Formerly, the trail was the historic Columbia River Highway. The new highway is below this (Hwy 84). This section had been shut down to cars and people for years. The tunnels had been filled, and it was unused. Just recently, the tunnels were cleared and it has been restored to be a place for biking and hiking.
According to Portland Hikers, these windows in the tunnel are called adits. They also close and lock the tunnels at night to protect them from graffiti. Well, and also to protect the graffiti from graffiti:
In the 1920s, some teenagers got trapped in the tunnel during a freak snowstorm for eight days. One of the ways they passed the time is carving their names into the side of the tunnel (and after a few days, it had to be so that they’d be identified too). Very cool to see. There’s more of it, but it was really hard to read after nearly a hundred years so I didn’t try to take a picture of it. It was pretty hard to notice at first, even for me and I was looking for it! I told several bikers who pulled over to enjoy the coolness of the tunnel to go back and look at it.
Having driven on both the new and old highway, it felt odd for a bit to walk on it without fear of being run over by a car, but the views were incredible, and I want to do it again (maybe in the fall when it’s slightly cooler).
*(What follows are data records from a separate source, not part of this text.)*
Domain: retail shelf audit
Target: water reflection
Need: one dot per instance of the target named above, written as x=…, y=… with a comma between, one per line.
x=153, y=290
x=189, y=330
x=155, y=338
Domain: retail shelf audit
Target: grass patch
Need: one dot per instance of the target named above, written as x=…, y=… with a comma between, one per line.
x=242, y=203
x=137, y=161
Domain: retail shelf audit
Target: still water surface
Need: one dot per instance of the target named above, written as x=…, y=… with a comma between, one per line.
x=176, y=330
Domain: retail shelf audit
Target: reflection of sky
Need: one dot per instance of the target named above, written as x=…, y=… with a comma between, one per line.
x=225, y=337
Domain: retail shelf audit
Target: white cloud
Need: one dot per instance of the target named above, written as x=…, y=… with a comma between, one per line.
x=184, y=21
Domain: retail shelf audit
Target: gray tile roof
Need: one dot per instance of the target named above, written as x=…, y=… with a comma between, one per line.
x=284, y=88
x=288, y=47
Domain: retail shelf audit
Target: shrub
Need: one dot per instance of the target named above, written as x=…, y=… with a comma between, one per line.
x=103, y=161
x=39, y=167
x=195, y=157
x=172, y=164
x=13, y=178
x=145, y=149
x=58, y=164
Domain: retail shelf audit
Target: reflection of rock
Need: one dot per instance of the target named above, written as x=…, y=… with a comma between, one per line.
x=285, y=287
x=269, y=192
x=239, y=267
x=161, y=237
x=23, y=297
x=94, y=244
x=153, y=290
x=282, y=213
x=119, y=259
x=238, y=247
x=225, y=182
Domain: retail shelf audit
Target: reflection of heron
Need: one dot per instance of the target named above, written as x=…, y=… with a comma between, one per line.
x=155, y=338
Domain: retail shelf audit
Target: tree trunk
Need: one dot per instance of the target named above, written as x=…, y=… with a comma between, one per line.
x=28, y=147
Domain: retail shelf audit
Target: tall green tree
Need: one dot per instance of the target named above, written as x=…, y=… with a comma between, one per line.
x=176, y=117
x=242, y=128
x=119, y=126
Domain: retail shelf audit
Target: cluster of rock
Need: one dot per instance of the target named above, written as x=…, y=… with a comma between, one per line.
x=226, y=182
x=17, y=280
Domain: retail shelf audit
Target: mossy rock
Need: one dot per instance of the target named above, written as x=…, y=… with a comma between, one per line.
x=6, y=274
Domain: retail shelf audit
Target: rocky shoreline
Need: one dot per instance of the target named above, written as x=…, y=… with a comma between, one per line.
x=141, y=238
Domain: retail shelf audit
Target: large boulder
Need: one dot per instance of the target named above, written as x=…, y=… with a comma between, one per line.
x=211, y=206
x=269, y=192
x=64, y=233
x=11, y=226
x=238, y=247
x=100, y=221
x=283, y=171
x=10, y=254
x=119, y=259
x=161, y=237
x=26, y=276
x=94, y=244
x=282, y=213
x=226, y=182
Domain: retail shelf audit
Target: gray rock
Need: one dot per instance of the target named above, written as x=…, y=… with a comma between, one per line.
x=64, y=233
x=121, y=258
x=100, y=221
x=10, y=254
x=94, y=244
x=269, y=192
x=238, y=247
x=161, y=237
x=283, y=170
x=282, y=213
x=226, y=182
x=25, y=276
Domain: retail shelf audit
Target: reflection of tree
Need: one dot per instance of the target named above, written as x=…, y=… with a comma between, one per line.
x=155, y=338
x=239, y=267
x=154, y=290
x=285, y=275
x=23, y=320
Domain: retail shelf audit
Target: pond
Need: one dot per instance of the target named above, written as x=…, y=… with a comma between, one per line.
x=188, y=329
Oh and for wildlife, we saw a doe along the trail and the doe and I watched each other for five minutes or so (I gave in and wanted to hike on).
On the drive to the trail, right along the Columbia River, a bald eagle swooped over Brian’s car holding a squirming fish in its talons. It was so surreal to see that in person – I think we both started laughing just because it was so exactly what you’d see in a movie or a commercial, not in real life.
As you can probably tell, I am finally happy. It is so good to be home, and you can tell – I am smiling, my skin color is better, I’m getting back into shape. How could you not be happy when you live in a place as amazing as Oregon?